Poke around their decision for shifting over to another company, and ask what about their previous role kept them from staying with the team for a longer time. Do they tell a compelling story that illustrates their thought and work processes, and can these narratives be verified by their references? While it’s illegal to ask certain questions about a candidate’s personal life, listen for common instances like a bad culture fit, misaligned job expectations, and if the candidate chooses to bring it up, any family-related issues that required them to leave their job.
Experience entails extra inquiry.
Did you know 91% of Millennials expect to stay in the same role for less than three years? That means throughout their working lives, these employees will have anywhere between 15 and 20 jobs, for reasons ranging from their desire to get a diverse mix of work experience to the trial-and-error that comes with the hunt for finding a fulfilling career – but even the idea of that is fleeting.

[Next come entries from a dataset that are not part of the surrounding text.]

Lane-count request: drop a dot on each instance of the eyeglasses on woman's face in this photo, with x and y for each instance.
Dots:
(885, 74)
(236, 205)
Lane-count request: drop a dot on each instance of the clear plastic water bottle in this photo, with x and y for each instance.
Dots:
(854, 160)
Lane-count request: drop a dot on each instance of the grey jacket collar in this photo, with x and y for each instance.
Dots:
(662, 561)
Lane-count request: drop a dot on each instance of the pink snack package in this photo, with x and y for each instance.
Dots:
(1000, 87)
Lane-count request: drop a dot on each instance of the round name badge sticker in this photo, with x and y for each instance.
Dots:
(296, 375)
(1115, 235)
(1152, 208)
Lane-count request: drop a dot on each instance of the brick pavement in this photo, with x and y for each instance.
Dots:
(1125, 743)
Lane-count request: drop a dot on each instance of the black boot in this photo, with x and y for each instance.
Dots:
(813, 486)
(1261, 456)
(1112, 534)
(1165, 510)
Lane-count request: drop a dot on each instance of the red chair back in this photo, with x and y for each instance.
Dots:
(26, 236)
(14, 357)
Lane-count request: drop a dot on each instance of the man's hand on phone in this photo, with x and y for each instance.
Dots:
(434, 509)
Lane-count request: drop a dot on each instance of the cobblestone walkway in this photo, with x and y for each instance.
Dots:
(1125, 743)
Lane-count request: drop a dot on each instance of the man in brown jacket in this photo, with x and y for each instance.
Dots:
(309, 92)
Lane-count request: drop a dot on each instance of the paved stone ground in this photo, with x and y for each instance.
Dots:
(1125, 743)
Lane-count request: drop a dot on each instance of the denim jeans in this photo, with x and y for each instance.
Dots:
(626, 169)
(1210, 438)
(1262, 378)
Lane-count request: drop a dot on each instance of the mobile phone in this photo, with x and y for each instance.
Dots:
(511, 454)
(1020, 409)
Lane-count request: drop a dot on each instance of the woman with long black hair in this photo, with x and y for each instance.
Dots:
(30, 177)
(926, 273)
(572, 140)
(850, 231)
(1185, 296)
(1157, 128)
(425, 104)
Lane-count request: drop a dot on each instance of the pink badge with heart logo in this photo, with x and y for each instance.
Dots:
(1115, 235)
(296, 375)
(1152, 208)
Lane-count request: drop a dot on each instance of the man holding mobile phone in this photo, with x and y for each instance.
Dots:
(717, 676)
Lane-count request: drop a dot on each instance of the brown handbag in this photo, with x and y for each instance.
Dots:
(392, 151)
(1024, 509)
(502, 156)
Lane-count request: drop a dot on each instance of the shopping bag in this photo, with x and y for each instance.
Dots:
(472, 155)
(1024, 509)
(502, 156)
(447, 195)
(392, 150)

Heed a little more caution if said job hopper falls outside the Millennial bracket (by definition, born before 1977) and has more experience in the workforce, someone whom you would expect would have an understanding about what they’re looking for in a job, lending them the ability, if not necessity, to stay in a role for a longer period of time. (Could there be a bigger issue with them not knowing the difference between a company that's a good or bad fit for what they're looking for?) Also, hold the same discretion to candidates who have moved into lateral positions between multiple companies.
Lay out expectations from the start.
This applies to both the candidate and company fronts. Make it a point to communicate your expectations for the employee the company will hire for the role. Are you looking for a full-time employee, contractor, or a consultant? Are you hiring to fill long-term or short-term goals? From the get-go, let candidates know whether you’re interested in hiring someone who will grow into the role, and how that has an impact on the company’s road map. In addition, be sure to get an understanding about what the candidate is looking for in a role. Doing this communicates your company wants to keep candidates around for the long run – not only for this role, but throughout all parts of the team. Try asking these questions: What do you want to do after working with our company? Where do you want to be in five years?
You can’t guarantee the length of time any employee will stay with the company, and a history of frequent job changes is hardly a comprehensive, quintessential model for an employee who isn’t a good fit for your team. By establishing a clear, two-way understanding of a company and candidate’s intentions and expectations, recruiters can expand their funnel of qualified, absolutely hire-able talent that may very well be overlooked by most.